“Yes,” said the gardener, and thought how peaceful and how stupid life would be without her. “I shan’t dream of letting you go.” And even while he said it, he experienced the awful feeling of being powerless to make his words good. He realised for the first time how indispensable to a man’s sight are soft straight hair that has never committed itself to any real colour, and a small pointed face, and quick questioning eyes. But there was something indescribable, peculiar to the suffragette, that made it impossible to humble oneself before her. She was anything but a queen among women; no man had ever wished to be trodden under her feet, though they were small and pretty. Plain people often have pretty hands and feet, a mark of Nature’s tardy self-reproach.

To any other woman, the gardener might have said, “Please, my dear ...” with excellent results. He had a good voice with a tenor edge to it, and he could pose very nicely as a supplicator. But not to the suffragette.

“I have not brought you all this way just to let you return to your militant courses,” he said, with a sort of hollow firmness. “I owe a duty to Trinity Island, after all, now that I have imported you.”

The suffragette smiled and said she was tired and would go to bed—good-bye.

The gardener said Good-night.

The Caribbeania and the first ray of the sun reached the Island simultaneously next morning. When the gardener came on deck at half-past seven he found himself confronted by the town of Union, backed by its sudden hills. The Caribbeania, like a robber’s victim, ignominiously bound to the pier, was being relieved of its valuables. The air was thick with talk. On the pier the over-dressed representatives of British rule, in blue serge and gold braid, rubbed shoulders with the under-dressed results of their kind tyranny, in openwork shirts and three-quarters of a pair of trousers.

“Your wife went off early,” said the fourth officer to the gardener. “I asked her whether she were eloping all by herself, and she said you knew all about it.”

“Thanks,” said the gardener curtly.

You will hardly believe me when I tell you that his first conscious thought after this announcement was that he had no money to tip the steward with. The suffragette meant a good deal to him, and among the things she meant was temporary financial accommodation.

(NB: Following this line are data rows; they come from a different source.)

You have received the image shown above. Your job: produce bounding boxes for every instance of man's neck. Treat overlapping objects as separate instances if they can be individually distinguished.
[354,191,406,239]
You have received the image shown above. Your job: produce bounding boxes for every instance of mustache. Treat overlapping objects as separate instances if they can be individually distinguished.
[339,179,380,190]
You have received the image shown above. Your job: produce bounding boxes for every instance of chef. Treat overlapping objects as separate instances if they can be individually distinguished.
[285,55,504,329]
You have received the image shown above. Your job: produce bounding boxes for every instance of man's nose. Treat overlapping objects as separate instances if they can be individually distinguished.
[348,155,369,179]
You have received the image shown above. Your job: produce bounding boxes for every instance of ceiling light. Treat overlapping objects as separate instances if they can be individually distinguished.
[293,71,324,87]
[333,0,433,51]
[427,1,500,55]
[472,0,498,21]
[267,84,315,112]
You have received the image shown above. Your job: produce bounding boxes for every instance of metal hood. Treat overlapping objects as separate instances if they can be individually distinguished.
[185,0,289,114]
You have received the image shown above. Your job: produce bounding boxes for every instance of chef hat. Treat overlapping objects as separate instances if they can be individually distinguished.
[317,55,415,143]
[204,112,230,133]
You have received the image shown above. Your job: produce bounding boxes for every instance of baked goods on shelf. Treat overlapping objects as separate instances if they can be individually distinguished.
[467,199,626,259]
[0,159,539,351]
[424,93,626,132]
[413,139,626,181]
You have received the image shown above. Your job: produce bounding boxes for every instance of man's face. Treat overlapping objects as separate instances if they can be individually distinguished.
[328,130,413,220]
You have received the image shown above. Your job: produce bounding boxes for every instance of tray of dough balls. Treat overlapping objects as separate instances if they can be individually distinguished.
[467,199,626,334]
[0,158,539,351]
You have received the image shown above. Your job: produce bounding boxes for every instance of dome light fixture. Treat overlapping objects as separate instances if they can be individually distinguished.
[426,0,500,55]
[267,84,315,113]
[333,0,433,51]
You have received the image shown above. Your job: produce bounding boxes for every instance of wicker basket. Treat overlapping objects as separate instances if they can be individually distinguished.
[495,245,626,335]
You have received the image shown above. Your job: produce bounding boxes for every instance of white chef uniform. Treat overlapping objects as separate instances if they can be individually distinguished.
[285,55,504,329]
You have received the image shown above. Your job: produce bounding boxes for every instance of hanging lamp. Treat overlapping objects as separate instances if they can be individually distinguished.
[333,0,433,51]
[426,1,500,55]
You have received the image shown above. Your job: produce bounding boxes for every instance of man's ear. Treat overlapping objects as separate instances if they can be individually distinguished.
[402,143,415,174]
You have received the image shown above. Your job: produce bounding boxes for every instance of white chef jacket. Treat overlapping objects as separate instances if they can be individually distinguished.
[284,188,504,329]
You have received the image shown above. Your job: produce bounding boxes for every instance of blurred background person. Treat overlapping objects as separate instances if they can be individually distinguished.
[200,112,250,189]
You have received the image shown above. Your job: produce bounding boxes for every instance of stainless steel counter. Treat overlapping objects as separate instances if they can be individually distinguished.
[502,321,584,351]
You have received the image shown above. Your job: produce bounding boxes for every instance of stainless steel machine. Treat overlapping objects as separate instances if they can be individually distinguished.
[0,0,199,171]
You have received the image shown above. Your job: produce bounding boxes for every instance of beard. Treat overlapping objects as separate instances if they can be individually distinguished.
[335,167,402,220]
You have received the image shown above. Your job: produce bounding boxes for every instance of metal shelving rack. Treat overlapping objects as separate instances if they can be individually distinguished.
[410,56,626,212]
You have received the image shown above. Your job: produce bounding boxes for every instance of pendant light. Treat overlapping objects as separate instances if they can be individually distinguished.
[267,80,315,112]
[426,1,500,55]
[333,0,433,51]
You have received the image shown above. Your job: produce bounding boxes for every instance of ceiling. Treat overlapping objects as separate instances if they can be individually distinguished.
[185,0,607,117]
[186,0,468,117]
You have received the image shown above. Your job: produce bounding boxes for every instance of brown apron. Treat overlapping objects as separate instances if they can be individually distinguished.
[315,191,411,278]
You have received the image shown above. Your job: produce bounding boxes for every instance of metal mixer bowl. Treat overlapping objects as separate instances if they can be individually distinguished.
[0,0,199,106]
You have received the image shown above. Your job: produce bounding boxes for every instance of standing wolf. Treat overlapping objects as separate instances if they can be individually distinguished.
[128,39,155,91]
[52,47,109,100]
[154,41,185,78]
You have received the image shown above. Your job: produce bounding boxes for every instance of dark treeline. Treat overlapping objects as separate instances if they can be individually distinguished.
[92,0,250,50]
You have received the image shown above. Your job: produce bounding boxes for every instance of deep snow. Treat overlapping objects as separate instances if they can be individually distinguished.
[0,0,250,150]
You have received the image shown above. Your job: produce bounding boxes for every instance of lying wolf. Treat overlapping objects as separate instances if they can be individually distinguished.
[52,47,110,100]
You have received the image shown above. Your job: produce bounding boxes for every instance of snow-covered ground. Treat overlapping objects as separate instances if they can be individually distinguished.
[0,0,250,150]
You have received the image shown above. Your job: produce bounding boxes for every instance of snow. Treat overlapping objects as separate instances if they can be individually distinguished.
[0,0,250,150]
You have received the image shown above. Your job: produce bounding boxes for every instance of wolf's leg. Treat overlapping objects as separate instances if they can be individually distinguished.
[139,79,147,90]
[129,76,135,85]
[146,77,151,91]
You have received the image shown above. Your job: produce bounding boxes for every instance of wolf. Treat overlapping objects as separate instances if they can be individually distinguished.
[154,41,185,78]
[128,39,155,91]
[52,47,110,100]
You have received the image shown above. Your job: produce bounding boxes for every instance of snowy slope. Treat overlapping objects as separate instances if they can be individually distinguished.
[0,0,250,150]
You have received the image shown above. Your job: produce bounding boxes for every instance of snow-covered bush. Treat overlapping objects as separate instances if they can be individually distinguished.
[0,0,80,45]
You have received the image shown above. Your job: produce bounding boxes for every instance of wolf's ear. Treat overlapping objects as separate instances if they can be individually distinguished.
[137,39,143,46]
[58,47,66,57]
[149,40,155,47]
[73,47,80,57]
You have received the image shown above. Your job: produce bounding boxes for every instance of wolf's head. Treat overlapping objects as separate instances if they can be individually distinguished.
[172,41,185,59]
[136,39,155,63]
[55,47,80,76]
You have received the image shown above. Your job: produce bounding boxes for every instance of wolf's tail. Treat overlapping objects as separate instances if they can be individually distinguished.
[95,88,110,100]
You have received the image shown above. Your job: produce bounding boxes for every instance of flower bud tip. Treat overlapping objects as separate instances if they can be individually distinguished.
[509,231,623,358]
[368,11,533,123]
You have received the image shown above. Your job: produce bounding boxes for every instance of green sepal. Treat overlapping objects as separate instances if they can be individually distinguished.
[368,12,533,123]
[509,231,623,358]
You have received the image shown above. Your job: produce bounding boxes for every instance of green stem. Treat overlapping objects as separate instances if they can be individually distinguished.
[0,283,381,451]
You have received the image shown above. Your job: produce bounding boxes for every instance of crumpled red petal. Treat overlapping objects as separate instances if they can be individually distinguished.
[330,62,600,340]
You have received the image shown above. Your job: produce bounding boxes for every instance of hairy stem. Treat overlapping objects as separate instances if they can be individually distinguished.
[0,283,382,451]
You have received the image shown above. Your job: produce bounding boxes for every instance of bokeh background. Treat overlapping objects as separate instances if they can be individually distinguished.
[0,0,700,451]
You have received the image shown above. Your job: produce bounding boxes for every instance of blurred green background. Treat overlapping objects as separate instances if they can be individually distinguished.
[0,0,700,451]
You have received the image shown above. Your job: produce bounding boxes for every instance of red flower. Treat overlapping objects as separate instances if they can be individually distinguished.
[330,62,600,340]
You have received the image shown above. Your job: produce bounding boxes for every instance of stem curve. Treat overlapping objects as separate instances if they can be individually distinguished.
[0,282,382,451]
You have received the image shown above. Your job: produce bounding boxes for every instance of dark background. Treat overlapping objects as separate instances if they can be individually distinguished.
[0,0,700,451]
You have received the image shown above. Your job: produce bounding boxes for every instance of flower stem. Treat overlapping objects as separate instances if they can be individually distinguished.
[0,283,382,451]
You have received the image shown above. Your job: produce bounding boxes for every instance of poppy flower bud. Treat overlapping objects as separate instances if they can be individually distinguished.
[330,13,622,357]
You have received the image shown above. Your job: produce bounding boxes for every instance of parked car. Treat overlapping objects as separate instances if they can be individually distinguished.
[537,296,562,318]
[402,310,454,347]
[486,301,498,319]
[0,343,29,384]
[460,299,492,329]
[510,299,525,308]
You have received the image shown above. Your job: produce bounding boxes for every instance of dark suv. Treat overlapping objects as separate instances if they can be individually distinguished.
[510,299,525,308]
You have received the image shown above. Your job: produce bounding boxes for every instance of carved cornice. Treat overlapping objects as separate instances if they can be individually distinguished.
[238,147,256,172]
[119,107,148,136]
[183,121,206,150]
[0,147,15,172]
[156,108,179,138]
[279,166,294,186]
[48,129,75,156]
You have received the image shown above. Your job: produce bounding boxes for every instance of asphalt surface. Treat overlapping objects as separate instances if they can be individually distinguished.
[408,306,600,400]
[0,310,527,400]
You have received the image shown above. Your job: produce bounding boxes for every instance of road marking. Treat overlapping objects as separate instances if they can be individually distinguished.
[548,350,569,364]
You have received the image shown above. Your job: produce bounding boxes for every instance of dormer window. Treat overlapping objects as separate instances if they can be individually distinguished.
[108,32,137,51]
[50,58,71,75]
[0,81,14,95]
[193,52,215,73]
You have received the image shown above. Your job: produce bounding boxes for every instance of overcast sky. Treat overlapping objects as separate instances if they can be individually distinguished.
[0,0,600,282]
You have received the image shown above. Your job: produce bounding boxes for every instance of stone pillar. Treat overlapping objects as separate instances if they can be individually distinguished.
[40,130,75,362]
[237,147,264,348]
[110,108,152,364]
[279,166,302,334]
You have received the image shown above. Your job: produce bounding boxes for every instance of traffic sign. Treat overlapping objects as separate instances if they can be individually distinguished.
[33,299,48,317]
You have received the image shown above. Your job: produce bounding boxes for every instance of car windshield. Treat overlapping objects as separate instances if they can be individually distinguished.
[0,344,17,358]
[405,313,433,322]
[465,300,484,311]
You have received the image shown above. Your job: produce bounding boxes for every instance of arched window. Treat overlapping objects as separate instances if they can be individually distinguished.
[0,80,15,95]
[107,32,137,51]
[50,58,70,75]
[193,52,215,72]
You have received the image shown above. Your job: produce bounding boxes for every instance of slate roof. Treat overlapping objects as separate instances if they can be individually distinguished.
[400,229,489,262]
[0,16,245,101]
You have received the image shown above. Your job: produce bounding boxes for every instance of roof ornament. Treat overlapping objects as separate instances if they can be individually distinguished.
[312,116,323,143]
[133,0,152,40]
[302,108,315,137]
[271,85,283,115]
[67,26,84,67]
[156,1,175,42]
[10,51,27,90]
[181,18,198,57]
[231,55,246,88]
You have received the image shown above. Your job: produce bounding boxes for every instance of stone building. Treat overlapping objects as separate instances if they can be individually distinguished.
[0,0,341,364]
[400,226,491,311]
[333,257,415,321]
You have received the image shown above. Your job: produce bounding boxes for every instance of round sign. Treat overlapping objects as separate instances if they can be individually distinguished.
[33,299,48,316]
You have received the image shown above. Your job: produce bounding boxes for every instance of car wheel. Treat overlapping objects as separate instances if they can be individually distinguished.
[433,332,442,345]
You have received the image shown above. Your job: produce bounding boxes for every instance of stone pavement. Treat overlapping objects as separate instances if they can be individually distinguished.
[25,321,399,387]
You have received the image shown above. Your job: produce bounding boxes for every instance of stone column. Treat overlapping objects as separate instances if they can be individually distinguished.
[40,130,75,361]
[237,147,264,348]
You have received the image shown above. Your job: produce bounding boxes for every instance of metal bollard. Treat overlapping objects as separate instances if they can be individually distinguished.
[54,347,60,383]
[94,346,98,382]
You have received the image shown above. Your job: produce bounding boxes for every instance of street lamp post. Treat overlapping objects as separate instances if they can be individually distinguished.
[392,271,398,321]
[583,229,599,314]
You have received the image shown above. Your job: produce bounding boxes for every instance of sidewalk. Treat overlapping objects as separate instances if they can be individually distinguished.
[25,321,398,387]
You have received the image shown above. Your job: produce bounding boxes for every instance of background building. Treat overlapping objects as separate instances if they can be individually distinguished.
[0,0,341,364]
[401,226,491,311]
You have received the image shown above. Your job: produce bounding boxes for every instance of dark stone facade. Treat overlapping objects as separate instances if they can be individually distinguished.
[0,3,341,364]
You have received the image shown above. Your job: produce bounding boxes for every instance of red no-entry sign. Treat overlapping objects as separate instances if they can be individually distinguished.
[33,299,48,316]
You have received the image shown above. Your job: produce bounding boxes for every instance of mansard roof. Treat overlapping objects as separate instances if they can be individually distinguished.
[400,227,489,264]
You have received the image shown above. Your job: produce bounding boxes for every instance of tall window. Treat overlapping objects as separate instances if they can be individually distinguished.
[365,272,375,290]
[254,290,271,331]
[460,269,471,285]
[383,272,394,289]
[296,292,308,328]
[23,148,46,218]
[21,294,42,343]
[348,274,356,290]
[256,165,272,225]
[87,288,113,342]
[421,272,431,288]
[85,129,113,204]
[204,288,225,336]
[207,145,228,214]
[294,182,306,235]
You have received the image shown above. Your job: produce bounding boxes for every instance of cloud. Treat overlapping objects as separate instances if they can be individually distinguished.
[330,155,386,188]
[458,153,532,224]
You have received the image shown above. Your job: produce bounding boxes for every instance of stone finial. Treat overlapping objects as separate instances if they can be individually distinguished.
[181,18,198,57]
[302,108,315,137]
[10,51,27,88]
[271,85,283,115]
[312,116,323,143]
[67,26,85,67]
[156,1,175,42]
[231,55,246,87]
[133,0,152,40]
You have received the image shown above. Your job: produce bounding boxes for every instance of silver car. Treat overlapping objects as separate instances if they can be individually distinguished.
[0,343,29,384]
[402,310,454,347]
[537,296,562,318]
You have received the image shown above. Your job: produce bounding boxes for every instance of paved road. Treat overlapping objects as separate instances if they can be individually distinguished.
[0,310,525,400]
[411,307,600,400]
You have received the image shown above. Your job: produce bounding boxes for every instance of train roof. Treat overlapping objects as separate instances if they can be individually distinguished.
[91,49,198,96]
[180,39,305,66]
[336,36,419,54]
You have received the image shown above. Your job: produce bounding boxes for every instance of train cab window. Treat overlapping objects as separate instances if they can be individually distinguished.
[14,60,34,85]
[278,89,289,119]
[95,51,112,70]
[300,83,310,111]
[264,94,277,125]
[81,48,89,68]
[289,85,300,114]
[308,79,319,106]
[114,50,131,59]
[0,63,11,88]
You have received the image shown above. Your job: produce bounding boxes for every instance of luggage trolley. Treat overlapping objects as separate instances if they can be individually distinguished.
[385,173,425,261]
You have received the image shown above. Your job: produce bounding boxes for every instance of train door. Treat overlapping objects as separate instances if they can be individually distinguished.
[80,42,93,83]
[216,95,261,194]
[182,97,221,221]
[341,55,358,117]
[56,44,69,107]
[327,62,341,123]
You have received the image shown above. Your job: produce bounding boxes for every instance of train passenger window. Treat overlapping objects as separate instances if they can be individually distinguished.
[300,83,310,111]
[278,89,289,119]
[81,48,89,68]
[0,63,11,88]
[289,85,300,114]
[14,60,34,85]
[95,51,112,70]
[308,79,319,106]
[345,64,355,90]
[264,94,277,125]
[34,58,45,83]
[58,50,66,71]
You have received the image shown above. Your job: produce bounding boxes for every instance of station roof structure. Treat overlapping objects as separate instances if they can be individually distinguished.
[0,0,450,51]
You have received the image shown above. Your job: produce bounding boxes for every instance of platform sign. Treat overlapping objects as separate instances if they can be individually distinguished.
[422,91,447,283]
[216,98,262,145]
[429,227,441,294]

I hope that you have noticed by now that he was not a money-lover, but a steward was a steward, and this particular steward had been kind in improvising a crutch for Hilda. Any assistance from the suffragette was, of course, taken as temporary: independence was one of the gardener’s chronic poses. He meant to change it from a rather hollow dream into reality on arriving on the Island; he supposed that he would be able to turn his brains into money. He considered that no such brain could ever have landed at Union Town. Its price in coin, which had been rather at a discount in the stupid turmoil of London, would be instantly appreciable under this empty sky. His pose on the Island was to be The One Who Arrives, in capital letters.